CULTURE OF INCLUSIVITY
by Nathan Artt, on November 2021
This is shocking to me, but Target’s culture and communications strategy did not make the list of major factors that were attributed to its turnaround success in any of the articles and research used to create this resource. However, it is very obvious that this view from Rick Gomez, the Chief Marketing Officer at Target, as expressed in this interview in Forbes, describes the reason for the success of Target in executing its strategy.
Here are a few snippets from the interview:
“We are constantly looking at how we show up in the world - with a strong focus on inclusivity, because the road to growth is of bringing people in and making everyone feel like they belong when they are shopping at Target.”
“More than three-quarters of Americans live within a short drive of a Target store.
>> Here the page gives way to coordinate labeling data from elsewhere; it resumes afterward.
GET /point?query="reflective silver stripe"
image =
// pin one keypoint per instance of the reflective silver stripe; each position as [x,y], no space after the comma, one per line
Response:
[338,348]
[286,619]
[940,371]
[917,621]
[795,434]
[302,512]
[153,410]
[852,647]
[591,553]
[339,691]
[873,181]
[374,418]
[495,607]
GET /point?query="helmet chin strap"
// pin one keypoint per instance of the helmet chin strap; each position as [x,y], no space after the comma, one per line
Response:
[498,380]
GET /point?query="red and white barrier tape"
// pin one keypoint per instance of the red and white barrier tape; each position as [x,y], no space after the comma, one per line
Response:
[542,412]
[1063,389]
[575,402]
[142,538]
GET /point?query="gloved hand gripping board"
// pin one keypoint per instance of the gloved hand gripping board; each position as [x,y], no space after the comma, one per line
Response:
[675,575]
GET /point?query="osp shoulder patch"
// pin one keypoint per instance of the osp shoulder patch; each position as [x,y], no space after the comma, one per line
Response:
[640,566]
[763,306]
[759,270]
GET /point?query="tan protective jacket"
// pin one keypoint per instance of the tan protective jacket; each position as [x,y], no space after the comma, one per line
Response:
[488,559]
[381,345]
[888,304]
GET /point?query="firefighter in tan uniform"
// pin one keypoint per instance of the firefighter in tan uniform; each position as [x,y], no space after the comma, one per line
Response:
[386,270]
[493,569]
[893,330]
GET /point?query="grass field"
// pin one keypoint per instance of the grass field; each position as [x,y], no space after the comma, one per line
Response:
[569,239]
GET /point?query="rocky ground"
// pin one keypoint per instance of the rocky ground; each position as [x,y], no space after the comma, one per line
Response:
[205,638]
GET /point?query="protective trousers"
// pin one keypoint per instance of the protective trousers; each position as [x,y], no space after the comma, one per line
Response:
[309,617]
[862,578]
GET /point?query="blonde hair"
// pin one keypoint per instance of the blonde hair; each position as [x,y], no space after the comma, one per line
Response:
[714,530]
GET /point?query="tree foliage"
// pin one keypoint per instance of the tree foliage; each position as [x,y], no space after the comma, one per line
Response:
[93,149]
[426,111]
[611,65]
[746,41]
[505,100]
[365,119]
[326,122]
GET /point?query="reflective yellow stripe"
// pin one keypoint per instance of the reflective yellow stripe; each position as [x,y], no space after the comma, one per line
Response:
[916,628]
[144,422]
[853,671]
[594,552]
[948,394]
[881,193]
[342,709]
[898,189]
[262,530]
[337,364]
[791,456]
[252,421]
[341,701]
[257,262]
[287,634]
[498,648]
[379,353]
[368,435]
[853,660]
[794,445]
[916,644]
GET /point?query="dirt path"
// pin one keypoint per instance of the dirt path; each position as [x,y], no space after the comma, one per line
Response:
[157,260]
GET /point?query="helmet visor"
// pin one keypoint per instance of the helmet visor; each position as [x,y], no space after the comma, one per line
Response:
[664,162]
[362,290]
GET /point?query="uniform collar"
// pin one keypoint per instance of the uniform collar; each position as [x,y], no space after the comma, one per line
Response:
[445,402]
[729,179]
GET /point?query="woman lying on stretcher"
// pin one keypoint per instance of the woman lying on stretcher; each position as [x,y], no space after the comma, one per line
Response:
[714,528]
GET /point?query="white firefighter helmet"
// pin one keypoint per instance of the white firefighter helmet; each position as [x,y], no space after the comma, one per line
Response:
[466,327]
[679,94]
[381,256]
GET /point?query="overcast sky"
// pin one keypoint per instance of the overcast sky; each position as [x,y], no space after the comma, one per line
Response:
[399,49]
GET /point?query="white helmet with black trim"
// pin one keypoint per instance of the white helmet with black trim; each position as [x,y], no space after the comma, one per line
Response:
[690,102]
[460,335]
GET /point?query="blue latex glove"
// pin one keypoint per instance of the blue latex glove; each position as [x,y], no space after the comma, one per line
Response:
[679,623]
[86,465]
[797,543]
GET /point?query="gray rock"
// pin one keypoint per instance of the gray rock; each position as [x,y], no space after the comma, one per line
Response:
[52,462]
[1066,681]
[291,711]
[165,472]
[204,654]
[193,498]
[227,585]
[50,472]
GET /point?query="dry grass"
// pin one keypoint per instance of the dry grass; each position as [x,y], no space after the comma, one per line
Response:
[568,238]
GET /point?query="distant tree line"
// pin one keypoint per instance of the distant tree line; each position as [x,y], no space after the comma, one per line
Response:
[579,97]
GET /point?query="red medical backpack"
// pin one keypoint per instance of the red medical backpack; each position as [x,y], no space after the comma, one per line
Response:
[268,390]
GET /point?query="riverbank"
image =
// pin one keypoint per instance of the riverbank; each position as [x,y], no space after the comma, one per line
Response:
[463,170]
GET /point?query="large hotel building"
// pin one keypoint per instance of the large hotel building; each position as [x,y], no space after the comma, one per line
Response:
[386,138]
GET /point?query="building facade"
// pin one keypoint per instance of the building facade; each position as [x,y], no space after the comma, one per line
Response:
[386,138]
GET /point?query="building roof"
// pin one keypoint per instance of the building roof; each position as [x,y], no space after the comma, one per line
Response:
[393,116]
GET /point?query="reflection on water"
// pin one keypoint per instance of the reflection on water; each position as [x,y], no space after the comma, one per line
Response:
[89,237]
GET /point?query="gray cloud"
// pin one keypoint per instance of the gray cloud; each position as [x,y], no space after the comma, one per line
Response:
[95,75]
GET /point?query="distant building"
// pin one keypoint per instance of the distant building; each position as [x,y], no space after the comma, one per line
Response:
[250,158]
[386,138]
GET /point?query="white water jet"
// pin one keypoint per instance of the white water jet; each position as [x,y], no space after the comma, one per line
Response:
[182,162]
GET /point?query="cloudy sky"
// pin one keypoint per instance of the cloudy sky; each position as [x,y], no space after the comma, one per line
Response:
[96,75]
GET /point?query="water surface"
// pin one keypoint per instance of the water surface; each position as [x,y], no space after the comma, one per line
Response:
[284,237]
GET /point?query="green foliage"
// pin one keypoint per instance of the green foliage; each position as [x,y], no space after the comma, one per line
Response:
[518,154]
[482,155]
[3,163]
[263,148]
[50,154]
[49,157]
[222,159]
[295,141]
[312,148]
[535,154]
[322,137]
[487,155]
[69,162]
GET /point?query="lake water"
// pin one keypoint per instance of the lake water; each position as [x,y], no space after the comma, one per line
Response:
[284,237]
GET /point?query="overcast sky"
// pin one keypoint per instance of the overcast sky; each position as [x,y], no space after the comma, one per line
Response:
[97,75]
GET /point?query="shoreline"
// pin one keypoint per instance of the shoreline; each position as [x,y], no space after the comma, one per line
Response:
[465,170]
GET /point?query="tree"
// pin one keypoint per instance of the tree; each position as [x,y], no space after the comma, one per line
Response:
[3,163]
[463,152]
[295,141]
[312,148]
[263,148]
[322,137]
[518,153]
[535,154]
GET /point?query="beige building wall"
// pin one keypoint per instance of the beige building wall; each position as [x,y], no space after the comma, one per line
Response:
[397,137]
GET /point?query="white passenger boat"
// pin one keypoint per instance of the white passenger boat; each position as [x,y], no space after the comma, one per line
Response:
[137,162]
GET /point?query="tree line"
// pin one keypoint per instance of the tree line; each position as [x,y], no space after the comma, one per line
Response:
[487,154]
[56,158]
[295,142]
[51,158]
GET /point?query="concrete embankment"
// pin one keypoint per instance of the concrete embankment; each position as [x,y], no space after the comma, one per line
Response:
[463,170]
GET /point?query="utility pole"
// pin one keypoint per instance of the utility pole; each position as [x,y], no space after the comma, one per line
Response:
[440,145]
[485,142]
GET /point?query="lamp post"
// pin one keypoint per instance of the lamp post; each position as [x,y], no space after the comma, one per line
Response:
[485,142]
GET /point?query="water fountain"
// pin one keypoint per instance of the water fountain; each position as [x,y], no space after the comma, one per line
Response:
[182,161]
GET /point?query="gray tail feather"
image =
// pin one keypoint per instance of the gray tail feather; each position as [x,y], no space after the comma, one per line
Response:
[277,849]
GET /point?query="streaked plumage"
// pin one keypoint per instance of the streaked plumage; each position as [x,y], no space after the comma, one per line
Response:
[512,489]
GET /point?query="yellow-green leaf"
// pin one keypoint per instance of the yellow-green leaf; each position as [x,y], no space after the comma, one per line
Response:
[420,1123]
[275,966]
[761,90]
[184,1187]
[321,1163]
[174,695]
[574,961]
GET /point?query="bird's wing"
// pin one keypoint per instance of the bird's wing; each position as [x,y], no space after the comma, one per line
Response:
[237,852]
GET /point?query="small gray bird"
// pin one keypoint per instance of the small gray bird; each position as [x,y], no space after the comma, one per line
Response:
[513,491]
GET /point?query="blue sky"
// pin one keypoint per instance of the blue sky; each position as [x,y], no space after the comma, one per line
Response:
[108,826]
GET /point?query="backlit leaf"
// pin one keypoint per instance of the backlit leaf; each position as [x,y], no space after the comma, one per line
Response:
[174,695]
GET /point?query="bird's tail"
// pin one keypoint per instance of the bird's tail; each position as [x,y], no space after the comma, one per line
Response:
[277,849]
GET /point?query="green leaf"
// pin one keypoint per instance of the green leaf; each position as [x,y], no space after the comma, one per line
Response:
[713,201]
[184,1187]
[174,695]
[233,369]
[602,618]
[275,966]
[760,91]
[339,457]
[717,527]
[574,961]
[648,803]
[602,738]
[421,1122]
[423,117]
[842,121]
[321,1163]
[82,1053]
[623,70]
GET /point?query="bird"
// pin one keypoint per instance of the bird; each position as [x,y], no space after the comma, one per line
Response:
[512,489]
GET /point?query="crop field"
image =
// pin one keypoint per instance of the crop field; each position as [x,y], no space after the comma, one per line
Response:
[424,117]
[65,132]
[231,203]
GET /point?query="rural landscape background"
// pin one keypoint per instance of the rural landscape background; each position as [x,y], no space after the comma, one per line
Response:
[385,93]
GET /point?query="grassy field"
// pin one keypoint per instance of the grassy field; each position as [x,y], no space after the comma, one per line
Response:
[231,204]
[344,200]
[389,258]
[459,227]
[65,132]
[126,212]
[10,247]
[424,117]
We’re accessible to everyone through our app and website. That means the days of a singular view of the Target guest are over.”
“... inclusivity. This is something I can’t stress enough. That’s why I’d encourage every brand to think about the stories they’re telling through their marketing. Really look hard at how you’re showing up and the messages you’re sending. And then ask, “Who am I missing? Who else can I invite in?” I think there’s a tremendous opportunity out there for brands that can find those universal truths that are relevant to their business and use those to not only bring people in, but to bring people together.”
It’s not my job to interpret this for you as the reader, but I will share what I see when I read this. Communications is at the heart of driving Target’s strategy.
Their entire strategy is based on the foundational idea of bringing people in and making them feel like they belong, not on convincing people of Target’s greatness.
In order to accomplish this, Target spent a lot of time getting to know their customer so they knew what to send them and when to engage them. Target, like Home Depot and others, used data for value creation (not value extraction) and constantly evaluated how their differentiated audience was interacting with them. The end goal was to make the customer feel like the hero.
We recently hosted Jeff Henderson, a Chick-fil-A executive, pastor, and the author of Know What You’re For, to speak at one of our Innovation Labs. One of the things that Jeff repeated is that a brand is no longer what you say about yourself, but rather what other people say about you to other people. For Target, the marketing strategy is about creating an experience that people remarked about to their friends. It was about invitation through storytelling, where the customer is the hero, not the brand. By making the customer the hero, more people wanted to belong at Target. The success of Target in its digital marketing is that people feel like Target is for them. As a result, Target has not only created a consumer base, but a fan base. Meaning, people don’t just buy from the store, people are at the heart of the marketing strategy as participants who share their experience with their friends, who then also want to belong as Target customers.
Are we constantly evaluating how we are showing up in the world—i.e. evaluating what we’re known for (actual) versus what we want to be known for (aspirational)? If so, how?
Does our communications strategy tell people about us and what we are doing (content, sermons, programs, etc.), or do we use our communications platform to invite people in and give them a place to belong?